Monday, October 19, 2009


I think it was in 1st grade that we started the general music class. Then, in 4th grade, it became a bit more specialized and I started school violin lessons. Since, for the purposes of reading at a distance, I can’t really see, it was a challenge to come up with a solution. Today, the solution would probably involve a computer. I think I tried everything, including the kitchen sink but nothing worked.
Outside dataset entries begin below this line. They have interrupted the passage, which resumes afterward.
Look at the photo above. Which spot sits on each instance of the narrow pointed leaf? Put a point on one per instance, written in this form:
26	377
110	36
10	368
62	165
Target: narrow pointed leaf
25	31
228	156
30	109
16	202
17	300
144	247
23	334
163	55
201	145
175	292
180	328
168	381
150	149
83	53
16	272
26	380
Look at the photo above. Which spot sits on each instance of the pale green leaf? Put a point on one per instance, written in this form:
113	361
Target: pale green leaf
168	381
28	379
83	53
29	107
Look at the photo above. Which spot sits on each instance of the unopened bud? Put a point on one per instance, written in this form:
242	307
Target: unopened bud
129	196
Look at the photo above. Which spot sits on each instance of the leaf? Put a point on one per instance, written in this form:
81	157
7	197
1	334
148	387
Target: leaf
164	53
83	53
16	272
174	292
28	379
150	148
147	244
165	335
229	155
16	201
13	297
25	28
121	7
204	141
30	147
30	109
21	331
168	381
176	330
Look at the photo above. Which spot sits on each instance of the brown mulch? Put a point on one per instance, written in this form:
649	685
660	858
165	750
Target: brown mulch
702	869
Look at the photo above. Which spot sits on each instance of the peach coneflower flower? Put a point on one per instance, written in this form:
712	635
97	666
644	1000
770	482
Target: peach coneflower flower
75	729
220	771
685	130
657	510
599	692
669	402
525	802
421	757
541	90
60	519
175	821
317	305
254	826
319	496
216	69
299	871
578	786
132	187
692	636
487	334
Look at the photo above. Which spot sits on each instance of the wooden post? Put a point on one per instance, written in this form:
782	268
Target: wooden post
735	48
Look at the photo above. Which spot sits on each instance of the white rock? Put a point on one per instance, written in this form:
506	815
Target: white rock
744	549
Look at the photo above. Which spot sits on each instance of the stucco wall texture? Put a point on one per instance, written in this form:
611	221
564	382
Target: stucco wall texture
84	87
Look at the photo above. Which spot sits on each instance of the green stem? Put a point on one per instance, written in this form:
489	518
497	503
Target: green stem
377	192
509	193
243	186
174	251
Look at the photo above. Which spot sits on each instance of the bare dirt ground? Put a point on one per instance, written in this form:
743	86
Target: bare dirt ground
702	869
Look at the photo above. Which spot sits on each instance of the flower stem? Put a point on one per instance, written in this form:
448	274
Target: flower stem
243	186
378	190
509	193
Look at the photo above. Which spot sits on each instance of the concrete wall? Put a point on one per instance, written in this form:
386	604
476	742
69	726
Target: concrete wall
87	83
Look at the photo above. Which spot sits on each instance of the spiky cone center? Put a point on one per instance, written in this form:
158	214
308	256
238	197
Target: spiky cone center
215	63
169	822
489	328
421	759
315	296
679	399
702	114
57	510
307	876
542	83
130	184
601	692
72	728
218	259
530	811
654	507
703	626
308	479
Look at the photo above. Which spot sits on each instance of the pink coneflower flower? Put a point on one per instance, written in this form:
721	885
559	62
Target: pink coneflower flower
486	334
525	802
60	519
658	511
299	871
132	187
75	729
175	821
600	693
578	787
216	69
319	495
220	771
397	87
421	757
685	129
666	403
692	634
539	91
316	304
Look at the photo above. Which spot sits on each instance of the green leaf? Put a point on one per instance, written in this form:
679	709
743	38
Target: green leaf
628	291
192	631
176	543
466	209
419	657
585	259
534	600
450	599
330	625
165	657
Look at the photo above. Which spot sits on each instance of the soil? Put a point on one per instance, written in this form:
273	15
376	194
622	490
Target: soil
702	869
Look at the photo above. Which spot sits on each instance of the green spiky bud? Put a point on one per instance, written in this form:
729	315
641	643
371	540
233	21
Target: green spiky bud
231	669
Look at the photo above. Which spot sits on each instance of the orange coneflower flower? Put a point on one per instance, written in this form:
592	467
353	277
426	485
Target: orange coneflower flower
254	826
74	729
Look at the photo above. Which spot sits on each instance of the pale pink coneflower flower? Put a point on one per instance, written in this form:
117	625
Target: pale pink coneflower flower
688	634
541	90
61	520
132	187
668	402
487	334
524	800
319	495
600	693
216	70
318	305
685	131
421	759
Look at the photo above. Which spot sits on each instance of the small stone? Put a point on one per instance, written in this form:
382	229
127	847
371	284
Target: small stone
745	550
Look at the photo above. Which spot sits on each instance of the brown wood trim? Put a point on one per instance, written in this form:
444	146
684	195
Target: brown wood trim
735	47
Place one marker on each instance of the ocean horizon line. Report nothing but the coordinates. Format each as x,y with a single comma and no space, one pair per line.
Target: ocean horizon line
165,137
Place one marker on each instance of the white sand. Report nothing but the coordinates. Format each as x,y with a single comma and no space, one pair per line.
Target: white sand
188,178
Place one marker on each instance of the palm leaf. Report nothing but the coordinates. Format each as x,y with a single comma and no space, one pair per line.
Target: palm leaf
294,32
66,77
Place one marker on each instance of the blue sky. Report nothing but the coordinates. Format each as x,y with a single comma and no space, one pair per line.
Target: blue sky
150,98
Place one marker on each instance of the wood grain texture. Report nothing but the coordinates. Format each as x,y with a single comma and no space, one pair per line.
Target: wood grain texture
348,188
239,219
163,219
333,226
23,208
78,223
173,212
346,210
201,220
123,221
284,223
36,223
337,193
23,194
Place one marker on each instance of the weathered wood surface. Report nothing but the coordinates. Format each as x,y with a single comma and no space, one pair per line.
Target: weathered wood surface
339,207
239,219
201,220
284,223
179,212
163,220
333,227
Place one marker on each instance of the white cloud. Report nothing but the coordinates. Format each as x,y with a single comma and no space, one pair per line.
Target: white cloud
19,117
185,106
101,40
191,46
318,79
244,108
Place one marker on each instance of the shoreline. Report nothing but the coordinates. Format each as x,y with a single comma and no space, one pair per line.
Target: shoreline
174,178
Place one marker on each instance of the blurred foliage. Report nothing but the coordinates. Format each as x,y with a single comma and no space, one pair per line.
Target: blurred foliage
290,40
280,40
These trials and errors are in no particular order since now they kind of run together. A special music stand that had a manually mobile arm on it was tried but that didn’t really work; moving a regular immobile music stand wasn’t effective. Then enlarged music was tried, first enlarged music with a foam back to make sure it didn’t fold over was tried. Then, plain enlarged music, without the foam was tried, but both foam and no foam were unsuccessful. I don’t blame anyone for having me try all these, after all, it wasn’t anyone’s fault technology hadn’t caught up. I finally just memorized the music. Some of it’s probably still rattling around my cabeza, it’s just that the time spiders keep weaving their webs. I wish I could show you some of the stuff I had, talk about dinosaurs. Some of my stuff was as big as some dino’s.

I was able to play the pieces in the school concerts we had and I stayed with everyone else’s playing. I also have an extremely good ear and memory. It seems to be generally true, across all disabilities, when one sense is diminished or absent; the others’ take over and become more acute. I remember I had to play Pachelbel Canon a half-dozen times or so over a number of years.

I believe I started taking private lessons sometime in 5th grade. I was referred to Patty, my teacher for the private lessons, by my school music teacher. He was a very nice man. You should’ve seen the violin I started on, it was tiny. In the lessons I was taught from the Suzuki music books. The books also had demonstration cassette tapes with them. This wasn’t something strictly for me, it was for everyone.

Patty’s students had recitals too, they were at the Everhart museum. Once, I remember I tripped and broke the bridge on my violin but luckily I was able to use a replacement for the recital. All the recitals went fairly well. There was an interesting graduation ceremony from each book. One had to either play the songs from the book a lot or play some of your songs at a nursing home. I chose the nursing homes, though I seem to recall at least once where I attempted the other. At Patty’s house, where I took the lessons, she had a cat named Autumn and even though my mother loudly protested to me that she didn’t like cats, she was always petting and scratching it.

A lot of the time, it was insisted that I use a metronome to keep time and eventually, I wanted to something violent with the metronome. That’s all for now folks and thanks for reading.